- Location in Kingsbury County and the state of South Dakota
- Coordinates: 44°29′22″N 97°45′00″W﻿ / ﻿44.48944°N 97.75000°W
- Country: United States
- State: South Dakota
- County: Kingsbury

Area
- • Total: 0.23 sq mi (0.60 km^{2})
- • Land: 0.23 sq mi (0.60 km^{2})
- • Water: 0 sq mi (0.00 km^{2})
- Elevation: 1,572 ft (479 m)

Population (2020)
- • Total: 13
- • Density: 55.9/sq mi (21.59/km^{2})
- Time zone: UTC-6 (Central (CST))
- • Summer (DST): UTC-5 (CDT)
- ZIP code: 57353
- Area code: 605
- FIPS code: 46-03420
- GNIS feature ID: 1267278

= Bancroft, South Dakota =

Bancroft is a town in northwest Kingsbury County, South Dakota, United States. The population was 13 at the 2020 census, down from 19 at the 2010 census.

==History==
Bancroft had its start in the late 1880s when the railroad was extended to that point. The town most likely was named after L. L. Bancroft, a local newspaper publisher. A post office was established at Bancroft in 1889.

==Geography==

Bancroft is located on the west bank of Redstone Creek and approximately seven miles north of U.S. Route 14.

According to the United States Census Bureau, the town has a total area of 0.23 sqmi, all of it land.

==Demographics==

Historical population
| Census | Pop. | Note | %± |
| 1910 | 136 |  | — |
| 1920 | 141 |  | 3.7% |
| 1930 | 155 |  | 9.9% |
| 1940 | 126 |  | −18.7% |
| 1950 | 100 |  | −20.6% |
| 1960 | 86 |  | −14.0% |
| 1970 | 48 |  | −44.2% |
| 1980 | 41 |  | −14.6% |
| 1990 | 30 |  | −26.8% |
| 2000 | 37 |  | 23.3% |
| 2010 | 19 |  | −48.6% |
| 2020 | 13 |  | −31.6% |
U.S. Decennial Census

===2010 census===
As of the census of 2010, there were 19 people, 10 households, and 6 families residing in the town. The population density was 82.6 PD/sqmi. There were 13 housing units at an average density of 56.5 /sqmi. The racial makeup of the town was 94.7% White and 5.3% from two or more races.

There were 10 households, of which 10.0% had children under the age of 18 living with them, 60.0% were married couples living together, and 40.0% were non-families. 40.0% of all households were made up of individuals, and 30% had someone living alone who was 65 years of age or older. The average household size was 1.90 and the average family size was 2.50.

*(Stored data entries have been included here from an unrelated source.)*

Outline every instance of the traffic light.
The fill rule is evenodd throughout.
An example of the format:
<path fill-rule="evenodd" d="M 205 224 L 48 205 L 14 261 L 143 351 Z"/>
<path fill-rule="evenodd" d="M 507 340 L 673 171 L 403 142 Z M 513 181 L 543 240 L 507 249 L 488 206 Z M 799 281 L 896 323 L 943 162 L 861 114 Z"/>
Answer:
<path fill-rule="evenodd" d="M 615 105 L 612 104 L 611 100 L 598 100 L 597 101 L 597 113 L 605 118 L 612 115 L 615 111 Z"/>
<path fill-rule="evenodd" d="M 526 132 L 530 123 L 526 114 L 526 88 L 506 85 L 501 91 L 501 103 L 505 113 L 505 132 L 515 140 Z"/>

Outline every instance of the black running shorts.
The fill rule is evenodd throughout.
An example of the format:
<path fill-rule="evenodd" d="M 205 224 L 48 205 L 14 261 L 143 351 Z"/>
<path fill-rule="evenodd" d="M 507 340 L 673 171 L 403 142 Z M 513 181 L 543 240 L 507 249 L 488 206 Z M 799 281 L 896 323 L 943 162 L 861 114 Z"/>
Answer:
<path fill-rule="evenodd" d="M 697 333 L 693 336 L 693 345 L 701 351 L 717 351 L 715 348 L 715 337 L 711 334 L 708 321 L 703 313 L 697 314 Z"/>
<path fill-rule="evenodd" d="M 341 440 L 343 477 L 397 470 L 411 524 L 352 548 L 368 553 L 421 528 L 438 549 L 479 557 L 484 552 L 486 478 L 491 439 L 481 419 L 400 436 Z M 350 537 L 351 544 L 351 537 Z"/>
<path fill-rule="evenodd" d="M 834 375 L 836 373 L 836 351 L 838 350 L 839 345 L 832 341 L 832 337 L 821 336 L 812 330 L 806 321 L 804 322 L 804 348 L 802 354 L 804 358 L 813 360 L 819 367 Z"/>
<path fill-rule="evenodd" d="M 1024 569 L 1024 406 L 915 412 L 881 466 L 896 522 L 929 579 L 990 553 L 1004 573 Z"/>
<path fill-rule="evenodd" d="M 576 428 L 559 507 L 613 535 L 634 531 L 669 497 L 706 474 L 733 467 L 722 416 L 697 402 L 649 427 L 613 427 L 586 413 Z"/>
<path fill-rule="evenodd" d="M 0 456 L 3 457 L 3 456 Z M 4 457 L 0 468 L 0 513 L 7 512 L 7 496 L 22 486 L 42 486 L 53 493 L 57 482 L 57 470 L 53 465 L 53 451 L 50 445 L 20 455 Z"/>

The median age in the town was 54.3 years. 15.8% of residents were under the age of 18; 0% were between the ages of 18 and 24; 26.3% were from 25 to 44; 26.4% were from 45 to 64; and 31.6% were 65 years of age or older. The gender makeup of the town was 42.1% male and 57.9% female.

===2000 census===
As of the census of 2000, there were 37 people, 13 households, and 10 families residing in the town. The population density was 157.9 PD/sqmi. There were 15 housing units at an average density of 64.0 /sqmi. The racial makeup of the town was 97.00% White.

There were 13 households, out of which 46.2% had children under the age of 18 living with them, 76.9% were married couples living together, and 15.4% were non-families. 15.4% of all households were made up of individuals, and 15.4% had someone living alone who was 65 years of age or older. The average household size was 2.85 and the average family size was 3.18.

In the town, the population was spread out, with 27.0% under the age of 18, 5.4% from 18 to 24, 27.0% from 25 to 44, 18.9% from 45 to 64, and 21.6% who were 65 years of age or older. The median age was 38 years. For every 100 females, there were 131.3 males. For every 100 females age 18 and over, there were 107.7 males.

The median income for a household in the town was $43,500, and the median income for a family was $44,000. Males had a median income of $23,333 versus $16,250 for females. The per capita income for the town was $14,753. None of the population or families were below the poverty line.